The Silver Lining in the Basement

Cover of "Cherries in Winter: My Family's...
Cover via Amazon

“Time is the most valuable commodity. Take stock” says Suzan Colón, a former O: The Oprah Magazine senior editor (she is still a contributing editor for O) who is a Latina of mixed Irish and Puerto Rican descent.

Speaking to Galleycat‘s Ron Hogan, she shares her experience of writing a memoir after being laid off in 2008.

Cherries in Winter: My Family’s Recipe for Hope in Hard Times by Suzan Colon is due out in November, and it sounds like a rather lovely tale of connecting with family and history through food.

When Suzan Colón was laid off from her dream job at a magazine during the economic downturn of 2008, she needed to cut her budget way, way back, and that meant home cooking. Her mother suggested, “Why don’t you look in Nana’s recipe folder?”

In the basement, Suzan found the tattered treasure, full of handwritten and meticulously typed recipes, peppered with her grandmother Matilda’s commentary in the margins. Reading it, Suzan realized she had found something more than a collection of recipes—she had found the key to her family’s survival through hard times.

Suzan began re-creating Matilda’s “sturdy food” recipes for baked pork chops and beef stew, and Aunt Nettie’s clam chowder made with clams dug up by Suzan’s grandfather Charlie in Long Island Sound. And she began uncovering the stories of her resilient family’s past.

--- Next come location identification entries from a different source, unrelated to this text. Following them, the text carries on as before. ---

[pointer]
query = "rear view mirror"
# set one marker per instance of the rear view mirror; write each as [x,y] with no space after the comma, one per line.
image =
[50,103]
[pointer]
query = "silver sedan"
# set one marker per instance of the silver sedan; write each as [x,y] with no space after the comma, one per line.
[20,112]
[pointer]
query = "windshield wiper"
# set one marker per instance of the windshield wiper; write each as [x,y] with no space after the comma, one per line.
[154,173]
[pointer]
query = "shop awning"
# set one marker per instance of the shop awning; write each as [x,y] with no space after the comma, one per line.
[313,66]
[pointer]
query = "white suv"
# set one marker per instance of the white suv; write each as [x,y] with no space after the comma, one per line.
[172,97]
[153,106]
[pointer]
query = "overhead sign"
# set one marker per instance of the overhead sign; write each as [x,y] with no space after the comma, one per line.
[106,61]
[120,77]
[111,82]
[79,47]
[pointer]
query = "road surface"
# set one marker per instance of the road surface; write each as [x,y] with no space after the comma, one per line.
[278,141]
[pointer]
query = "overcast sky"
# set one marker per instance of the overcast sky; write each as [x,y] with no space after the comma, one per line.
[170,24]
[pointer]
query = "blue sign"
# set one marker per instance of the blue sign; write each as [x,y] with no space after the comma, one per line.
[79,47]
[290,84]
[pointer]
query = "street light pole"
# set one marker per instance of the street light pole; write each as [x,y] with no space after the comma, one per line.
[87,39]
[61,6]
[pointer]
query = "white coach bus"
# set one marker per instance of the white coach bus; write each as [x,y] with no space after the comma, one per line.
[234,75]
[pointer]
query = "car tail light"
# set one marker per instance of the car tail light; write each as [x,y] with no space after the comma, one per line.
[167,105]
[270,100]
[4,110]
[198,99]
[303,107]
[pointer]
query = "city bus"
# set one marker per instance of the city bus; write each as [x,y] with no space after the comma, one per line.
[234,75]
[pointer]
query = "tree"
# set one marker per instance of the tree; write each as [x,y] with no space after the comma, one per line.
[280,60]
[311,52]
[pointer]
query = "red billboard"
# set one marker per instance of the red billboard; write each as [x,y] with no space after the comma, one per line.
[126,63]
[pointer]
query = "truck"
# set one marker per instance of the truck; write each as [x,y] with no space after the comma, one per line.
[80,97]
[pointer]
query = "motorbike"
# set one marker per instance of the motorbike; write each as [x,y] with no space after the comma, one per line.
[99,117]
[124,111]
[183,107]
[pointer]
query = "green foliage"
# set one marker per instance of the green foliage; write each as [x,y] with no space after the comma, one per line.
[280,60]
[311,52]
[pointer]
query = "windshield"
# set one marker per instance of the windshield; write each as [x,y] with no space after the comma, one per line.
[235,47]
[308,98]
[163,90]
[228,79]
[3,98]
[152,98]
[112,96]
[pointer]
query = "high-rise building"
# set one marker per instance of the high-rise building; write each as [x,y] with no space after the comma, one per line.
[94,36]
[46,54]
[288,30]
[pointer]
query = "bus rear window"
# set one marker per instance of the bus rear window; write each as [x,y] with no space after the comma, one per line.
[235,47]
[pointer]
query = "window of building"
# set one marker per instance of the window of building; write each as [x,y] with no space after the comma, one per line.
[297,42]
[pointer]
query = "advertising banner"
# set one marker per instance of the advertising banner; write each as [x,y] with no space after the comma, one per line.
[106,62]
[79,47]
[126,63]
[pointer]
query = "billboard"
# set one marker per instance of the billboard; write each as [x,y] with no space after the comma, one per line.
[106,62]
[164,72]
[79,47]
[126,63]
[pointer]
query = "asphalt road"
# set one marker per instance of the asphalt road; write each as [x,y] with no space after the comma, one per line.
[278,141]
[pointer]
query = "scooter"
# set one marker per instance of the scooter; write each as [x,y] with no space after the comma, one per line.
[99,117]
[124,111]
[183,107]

Taking inspiration from stylish, indomitable Matilda, who was the sole support of her family as a teenager during the Great Depression (and who always answered “How are you?” with “Fabulous, never better!”), and from dashing, twice-widowed Charlie, Suzan starts to approach her own crisis with a sense of wonder and gratitude. It turns out that the gift to survive and thrive through hard times had been bred in her bones all along.